During the game last week her time of the month was at its worst. She fell asleep, which was great for us, but when she woke up it was time to leave. Did I mention that steroids can make you very hungry? One of the great things about staying in Brad’s suite is that he and Casey always have plenty of catered foods brought in. With chicken fingers, pizza, tacos, popcorn, cookies, drinks, the only way you could possibly leave hungry is if you somehow slept through it, which was the case for Adelaine. By the time we made it downstairs she started in about the chicken fingers. She had other things to eat but oh no, only the chicken fingers would do.

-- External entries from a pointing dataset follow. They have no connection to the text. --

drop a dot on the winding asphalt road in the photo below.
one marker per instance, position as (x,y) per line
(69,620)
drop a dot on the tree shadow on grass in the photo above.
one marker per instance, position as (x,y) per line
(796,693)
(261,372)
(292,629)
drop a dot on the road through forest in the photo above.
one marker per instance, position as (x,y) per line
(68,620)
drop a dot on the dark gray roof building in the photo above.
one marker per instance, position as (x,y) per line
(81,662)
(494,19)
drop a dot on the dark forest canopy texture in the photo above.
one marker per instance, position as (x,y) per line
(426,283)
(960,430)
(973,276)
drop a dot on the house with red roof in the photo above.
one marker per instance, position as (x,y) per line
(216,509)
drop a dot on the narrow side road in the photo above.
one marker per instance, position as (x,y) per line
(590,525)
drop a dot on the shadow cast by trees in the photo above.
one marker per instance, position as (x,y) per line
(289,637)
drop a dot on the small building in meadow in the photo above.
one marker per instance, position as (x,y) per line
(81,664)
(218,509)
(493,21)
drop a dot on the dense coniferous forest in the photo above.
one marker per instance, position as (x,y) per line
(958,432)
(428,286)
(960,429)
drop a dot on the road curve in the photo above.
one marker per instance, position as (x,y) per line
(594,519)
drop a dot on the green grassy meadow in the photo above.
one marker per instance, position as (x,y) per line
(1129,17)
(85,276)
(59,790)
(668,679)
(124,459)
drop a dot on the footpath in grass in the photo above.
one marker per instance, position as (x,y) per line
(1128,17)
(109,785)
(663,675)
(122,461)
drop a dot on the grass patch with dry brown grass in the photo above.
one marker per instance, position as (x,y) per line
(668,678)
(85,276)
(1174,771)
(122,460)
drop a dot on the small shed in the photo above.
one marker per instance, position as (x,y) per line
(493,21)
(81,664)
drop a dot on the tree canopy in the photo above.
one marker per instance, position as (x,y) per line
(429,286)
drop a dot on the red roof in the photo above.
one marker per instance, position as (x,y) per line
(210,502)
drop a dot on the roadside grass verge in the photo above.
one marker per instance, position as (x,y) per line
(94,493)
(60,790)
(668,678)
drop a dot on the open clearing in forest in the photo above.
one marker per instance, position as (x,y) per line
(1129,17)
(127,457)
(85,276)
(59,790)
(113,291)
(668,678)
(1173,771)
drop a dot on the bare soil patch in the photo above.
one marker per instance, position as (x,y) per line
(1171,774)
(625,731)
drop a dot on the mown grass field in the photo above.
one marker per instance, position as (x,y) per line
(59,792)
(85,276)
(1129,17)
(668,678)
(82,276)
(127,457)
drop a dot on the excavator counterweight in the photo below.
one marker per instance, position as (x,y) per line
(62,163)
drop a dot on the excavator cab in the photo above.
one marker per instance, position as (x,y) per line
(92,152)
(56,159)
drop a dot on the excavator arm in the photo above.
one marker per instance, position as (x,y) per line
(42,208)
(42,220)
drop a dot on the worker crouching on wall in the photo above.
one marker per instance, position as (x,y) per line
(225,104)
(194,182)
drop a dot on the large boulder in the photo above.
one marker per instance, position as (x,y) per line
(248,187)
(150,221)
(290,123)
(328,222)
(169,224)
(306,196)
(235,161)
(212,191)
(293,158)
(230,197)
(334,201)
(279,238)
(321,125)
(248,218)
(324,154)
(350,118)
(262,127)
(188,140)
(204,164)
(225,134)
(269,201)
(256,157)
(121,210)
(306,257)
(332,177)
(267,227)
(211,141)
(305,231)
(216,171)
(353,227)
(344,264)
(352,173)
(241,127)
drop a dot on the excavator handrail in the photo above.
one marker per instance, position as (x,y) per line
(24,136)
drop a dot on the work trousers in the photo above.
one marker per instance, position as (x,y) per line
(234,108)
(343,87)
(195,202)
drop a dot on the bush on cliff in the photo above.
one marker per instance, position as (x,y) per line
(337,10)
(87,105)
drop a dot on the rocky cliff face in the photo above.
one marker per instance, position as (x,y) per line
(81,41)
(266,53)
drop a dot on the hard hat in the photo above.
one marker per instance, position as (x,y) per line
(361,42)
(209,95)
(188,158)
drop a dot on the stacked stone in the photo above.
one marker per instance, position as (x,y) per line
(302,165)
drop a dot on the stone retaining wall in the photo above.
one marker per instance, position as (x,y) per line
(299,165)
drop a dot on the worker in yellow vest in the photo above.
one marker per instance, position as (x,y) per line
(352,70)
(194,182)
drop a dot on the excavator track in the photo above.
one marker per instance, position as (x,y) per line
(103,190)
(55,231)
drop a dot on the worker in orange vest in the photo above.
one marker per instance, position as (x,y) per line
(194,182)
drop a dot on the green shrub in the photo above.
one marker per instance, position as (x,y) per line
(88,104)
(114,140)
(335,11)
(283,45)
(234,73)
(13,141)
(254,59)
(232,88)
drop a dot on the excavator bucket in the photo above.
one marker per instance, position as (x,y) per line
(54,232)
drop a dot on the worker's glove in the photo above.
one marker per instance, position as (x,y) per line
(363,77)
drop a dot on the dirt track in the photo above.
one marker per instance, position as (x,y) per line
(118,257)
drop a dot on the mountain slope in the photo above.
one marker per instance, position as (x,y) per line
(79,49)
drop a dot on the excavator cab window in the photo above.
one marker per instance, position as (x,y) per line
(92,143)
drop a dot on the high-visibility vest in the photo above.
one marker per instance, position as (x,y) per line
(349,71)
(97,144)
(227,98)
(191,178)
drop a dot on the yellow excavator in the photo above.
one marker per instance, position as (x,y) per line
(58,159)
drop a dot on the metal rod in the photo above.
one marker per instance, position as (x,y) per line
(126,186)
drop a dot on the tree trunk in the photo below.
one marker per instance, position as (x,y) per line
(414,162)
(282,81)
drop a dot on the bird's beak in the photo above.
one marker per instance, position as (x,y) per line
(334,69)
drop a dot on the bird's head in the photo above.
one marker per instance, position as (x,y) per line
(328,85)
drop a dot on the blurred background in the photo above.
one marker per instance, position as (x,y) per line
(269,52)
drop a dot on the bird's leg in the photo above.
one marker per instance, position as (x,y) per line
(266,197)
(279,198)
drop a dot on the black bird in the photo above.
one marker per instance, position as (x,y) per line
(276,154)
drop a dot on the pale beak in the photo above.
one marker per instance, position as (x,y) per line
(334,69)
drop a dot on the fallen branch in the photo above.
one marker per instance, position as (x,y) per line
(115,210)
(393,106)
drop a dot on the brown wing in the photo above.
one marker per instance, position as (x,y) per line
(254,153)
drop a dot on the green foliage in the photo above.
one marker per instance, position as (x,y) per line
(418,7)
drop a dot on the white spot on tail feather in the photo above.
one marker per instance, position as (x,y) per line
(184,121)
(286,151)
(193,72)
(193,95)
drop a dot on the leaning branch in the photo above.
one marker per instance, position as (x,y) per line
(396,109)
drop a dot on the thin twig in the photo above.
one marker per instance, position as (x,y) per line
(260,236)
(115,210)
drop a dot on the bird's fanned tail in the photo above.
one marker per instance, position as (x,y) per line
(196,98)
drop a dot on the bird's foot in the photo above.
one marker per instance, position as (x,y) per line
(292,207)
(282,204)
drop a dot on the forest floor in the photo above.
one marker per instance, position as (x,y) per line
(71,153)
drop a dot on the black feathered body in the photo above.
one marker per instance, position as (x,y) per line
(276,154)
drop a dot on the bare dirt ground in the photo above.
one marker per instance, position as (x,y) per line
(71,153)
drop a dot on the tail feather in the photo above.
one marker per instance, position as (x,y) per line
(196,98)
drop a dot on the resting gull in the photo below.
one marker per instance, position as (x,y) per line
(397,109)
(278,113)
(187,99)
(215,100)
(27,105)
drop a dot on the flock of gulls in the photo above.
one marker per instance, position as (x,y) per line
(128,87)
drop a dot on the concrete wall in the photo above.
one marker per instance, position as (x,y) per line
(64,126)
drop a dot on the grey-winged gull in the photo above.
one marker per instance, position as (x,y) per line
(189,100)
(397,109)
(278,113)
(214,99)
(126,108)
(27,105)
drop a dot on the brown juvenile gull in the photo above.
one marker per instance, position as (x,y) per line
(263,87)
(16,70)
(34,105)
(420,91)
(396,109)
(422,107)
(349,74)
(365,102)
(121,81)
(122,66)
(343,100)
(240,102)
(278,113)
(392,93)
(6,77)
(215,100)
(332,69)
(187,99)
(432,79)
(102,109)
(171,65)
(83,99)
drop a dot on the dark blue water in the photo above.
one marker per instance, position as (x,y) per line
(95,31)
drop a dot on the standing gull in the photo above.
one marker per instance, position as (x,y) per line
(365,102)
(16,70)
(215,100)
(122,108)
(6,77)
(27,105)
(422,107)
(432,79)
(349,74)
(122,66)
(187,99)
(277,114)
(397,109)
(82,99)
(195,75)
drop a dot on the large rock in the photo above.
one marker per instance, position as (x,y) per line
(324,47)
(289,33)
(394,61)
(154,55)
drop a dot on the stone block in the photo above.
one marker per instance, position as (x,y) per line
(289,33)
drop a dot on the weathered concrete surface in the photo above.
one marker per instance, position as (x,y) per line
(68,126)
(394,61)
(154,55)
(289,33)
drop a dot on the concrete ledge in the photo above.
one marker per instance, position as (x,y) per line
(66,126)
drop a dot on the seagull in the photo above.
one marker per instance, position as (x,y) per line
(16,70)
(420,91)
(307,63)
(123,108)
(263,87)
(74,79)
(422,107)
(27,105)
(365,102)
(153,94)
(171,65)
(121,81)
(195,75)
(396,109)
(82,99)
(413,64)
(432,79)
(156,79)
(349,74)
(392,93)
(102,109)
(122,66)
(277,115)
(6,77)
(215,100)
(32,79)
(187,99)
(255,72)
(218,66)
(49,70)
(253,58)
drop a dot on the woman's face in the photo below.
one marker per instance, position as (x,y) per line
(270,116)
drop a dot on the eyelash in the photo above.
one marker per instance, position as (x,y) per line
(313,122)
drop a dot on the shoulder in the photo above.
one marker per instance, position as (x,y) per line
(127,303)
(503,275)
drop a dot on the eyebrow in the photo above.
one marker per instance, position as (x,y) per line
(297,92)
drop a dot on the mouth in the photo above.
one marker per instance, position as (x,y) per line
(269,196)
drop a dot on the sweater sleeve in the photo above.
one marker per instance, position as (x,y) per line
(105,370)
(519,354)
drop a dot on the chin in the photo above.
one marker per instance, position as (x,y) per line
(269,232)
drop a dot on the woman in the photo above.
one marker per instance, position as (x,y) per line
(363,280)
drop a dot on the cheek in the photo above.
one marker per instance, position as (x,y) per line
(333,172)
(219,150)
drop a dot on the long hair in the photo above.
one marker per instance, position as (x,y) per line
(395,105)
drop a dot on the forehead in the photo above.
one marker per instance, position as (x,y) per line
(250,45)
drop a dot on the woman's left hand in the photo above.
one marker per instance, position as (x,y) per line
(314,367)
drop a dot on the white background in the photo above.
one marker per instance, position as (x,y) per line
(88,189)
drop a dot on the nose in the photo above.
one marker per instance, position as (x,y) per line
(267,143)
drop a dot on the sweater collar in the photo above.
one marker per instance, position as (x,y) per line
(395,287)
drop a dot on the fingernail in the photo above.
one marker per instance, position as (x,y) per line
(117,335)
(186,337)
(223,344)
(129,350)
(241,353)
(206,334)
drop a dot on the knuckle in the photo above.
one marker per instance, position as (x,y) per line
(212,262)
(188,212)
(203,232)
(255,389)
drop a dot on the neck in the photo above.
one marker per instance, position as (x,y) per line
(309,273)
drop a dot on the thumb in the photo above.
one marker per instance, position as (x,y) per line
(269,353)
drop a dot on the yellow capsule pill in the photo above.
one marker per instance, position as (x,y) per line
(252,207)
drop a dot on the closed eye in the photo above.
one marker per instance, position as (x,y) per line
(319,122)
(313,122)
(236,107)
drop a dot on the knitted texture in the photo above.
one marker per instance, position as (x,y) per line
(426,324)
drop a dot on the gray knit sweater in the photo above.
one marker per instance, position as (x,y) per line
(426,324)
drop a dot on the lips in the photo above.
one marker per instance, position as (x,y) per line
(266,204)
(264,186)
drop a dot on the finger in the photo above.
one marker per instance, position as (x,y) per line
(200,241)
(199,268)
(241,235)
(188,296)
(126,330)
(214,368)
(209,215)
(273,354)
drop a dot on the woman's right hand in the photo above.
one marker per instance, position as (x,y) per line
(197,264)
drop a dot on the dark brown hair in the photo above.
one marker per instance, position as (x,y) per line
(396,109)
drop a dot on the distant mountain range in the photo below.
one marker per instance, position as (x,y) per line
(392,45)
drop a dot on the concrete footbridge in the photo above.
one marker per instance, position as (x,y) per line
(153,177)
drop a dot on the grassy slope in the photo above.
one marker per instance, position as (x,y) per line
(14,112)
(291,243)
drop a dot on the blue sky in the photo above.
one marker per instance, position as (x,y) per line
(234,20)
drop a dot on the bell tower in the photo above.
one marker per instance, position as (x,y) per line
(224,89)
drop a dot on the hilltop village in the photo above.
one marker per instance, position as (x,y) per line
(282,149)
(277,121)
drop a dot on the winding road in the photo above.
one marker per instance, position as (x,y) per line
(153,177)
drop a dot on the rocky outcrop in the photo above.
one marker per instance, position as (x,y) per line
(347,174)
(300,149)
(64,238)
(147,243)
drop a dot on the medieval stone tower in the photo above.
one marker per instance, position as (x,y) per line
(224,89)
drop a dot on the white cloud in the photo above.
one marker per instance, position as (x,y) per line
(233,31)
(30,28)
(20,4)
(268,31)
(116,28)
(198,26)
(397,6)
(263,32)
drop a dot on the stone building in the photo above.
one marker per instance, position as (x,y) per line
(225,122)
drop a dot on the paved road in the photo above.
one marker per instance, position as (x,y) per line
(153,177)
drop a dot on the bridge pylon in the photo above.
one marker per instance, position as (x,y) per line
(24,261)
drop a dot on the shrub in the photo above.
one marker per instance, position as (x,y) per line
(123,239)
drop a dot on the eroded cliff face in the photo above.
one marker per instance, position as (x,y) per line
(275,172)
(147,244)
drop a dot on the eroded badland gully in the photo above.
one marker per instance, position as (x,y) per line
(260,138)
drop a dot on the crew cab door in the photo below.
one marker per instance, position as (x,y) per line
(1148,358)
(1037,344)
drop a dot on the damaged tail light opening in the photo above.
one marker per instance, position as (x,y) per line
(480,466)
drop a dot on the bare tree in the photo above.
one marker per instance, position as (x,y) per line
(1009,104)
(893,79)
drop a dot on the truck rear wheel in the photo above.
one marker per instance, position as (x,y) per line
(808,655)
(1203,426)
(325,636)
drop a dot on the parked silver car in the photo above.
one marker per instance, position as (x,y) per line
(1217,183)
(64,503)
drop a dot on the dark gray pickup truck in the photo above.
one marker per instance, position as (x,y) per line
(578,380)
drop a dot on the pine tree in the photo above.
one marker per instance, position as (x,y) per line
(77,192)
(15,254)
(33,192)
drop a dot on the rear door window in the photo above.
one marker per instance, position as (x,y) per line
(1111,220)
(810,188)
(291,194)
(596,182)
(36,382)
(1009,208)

For a long time she forgot about them but just before Brad came in she remembered again.

You’ve never really seen a child throw a fit until you see a child on steroids throw one. When we’re out people will say, “Hi” and Adelaine will just growl at them. It’s pretty embarrassing for me, so I just say, “You’ll have to excuse her, she’s on steroids”. Now that I think about it I’m sure people don’t have any idea what that really means, or why she’d be on steroids. Maybe I should get her a big button to wear on her shirt that reads, “I’m having major PMS, don’t talk to me or I may bite your head off!” That, I think we all could understand!

Luckily that day Adelaine wasn’t mustering up one of her biggest fits, but she was being pretty nasty and demanding just as Brad was coming in. She saw him and the evil eye she was giving us turned into eyes of delight. Her big buddy had arrived and she seemed glad to see him. After a short little reunion we all were having our picture taken together. She leaned over to Brad with her puppy dog eyes and said, “Brad, I really want some chicken fingers please”. For those kind words to exit her mouth was paramount. You have to remember meanness has been welling up in her for 5 days and she had been jonesing for chicken fingers for several hours by that time. For her to volunteer the word please with out being told just doesn’t happen on day five of steroids, it just doesn’t happen. She could have just as easily grabbed him by the shirt and shaken him back and forth and said things like, “Look at me, look at me, I’m having withdrawals man, if I don’t get chicken fingers now somebody’s going to get hurt”! Thankfully that didn’t happen. Doug and I patted ourselves on the back like, “Wow we really are doing a great job parenting”! And Adelaine did finally get her chicken fingers.